Als zehnbeiniges Knäuel taumelten sie durch das Zimmer und rissen ein kleines IKEA-Regal von der Wand. Sie zertrampelten Pappbecher und irgendwelche Kleinelektronik.
»Hey!«, rief die gepiercte Trulla dazwischen. »Die Tür war vorhin nicht abgeschlossen. Vermutlich ist er diese Nacht abgehauen.«
»Er muss in die Schule!«, brüllte Kolka.
»Na, vielleicht hat er wie vereinbart den Zug genommen«, erwiderte Gerry. »Wäre ja möglich.«
»Du Penner solltest ihn pünktlich zum Bahnhof bringen. Stattdessen hast du meinen Sohn mit deiner Unzulänglichkeit vertrieben.«
»Er ist auch mein Sohn«, gab er zurück. »Und du hast ihn zu einem Waschlappen erzogen.«
Für eine Sekunde schloss Kolka die Augen und schüttelte den Kopf. Die Beklemmung verursachte ein Rauschen in ihren Ohren. Vor Sorge um Malte drohte ihr die Luft wegzubleiben.
»Ich bringe das in Ordnung«, sagte Gerry, während er sich ein T-Shirt mit einem Joint-Aufdruck überstreifte und eine halb aufgerauchte Kippe aus einer Couchritze fingerte. »Ich finde ihn.«
Aber Kolka wusste, dass er dazu niemals fähig war. Sie griff sich an die Stirn und überdachte die nächsten Schritte. Da Maltes Sachen fehlten, hatte er höchstwahrscheinlich auch sein Handy mitgenommen.
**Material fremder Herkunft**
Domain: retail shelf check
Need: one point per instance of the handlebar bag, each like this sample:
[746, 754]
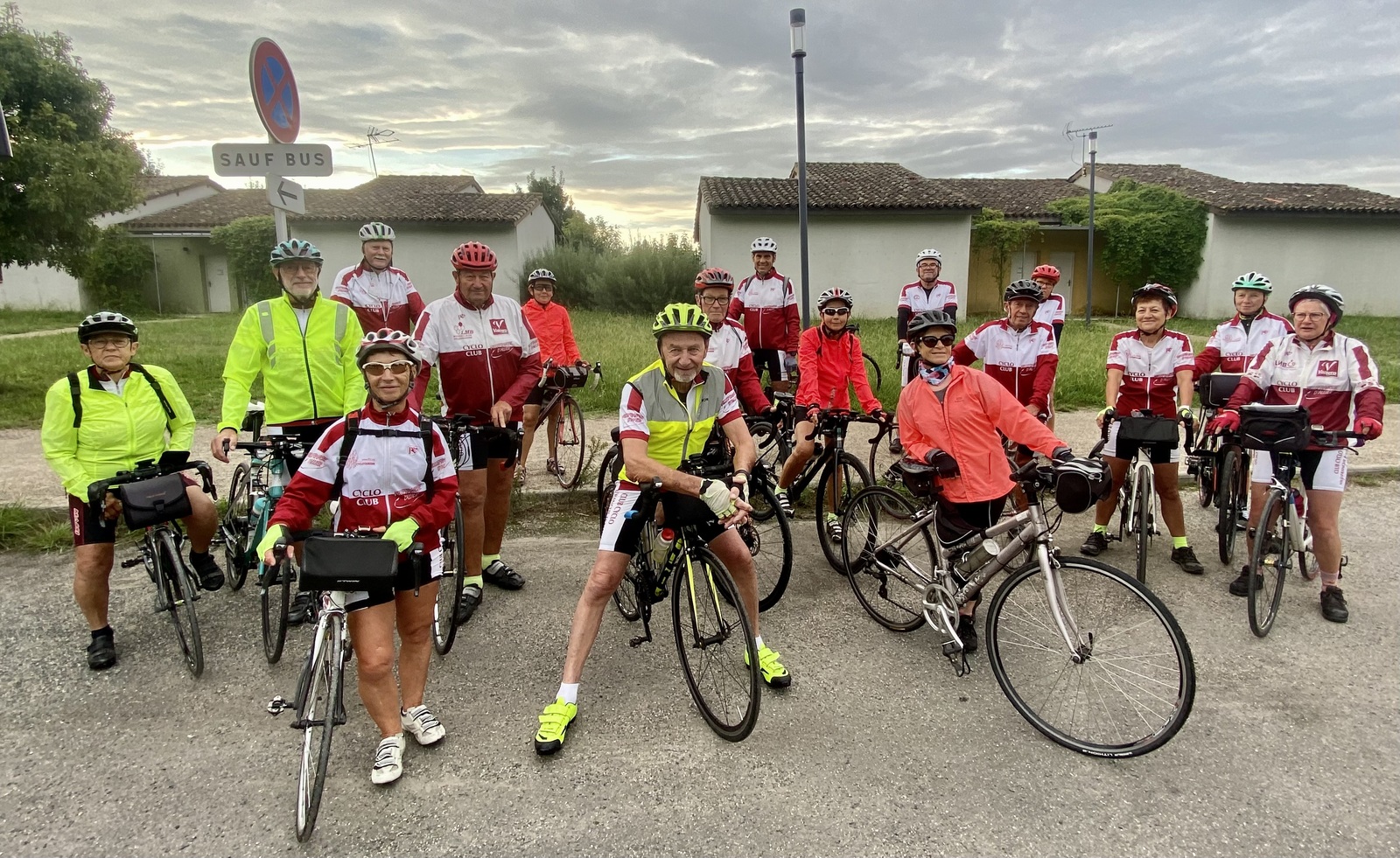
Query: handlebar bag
[347, 564]
[1276, 429]
[153, 501]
Rasch wählte sie seine Nummer, doch nur die automatische Ansage sprang an. Gut möglich, dass sein Akku leer war.
Gerade als sie seine Nummer erneut anwählen wollte, fiel ihr die neu angekommene SMS auf. Sie kam von Stark. Nervös öffnete sie die Nachricht.
Du sollst dich bei Totner melden. Meissner und ich vernehmen den Drehbuchautor Carl Weller.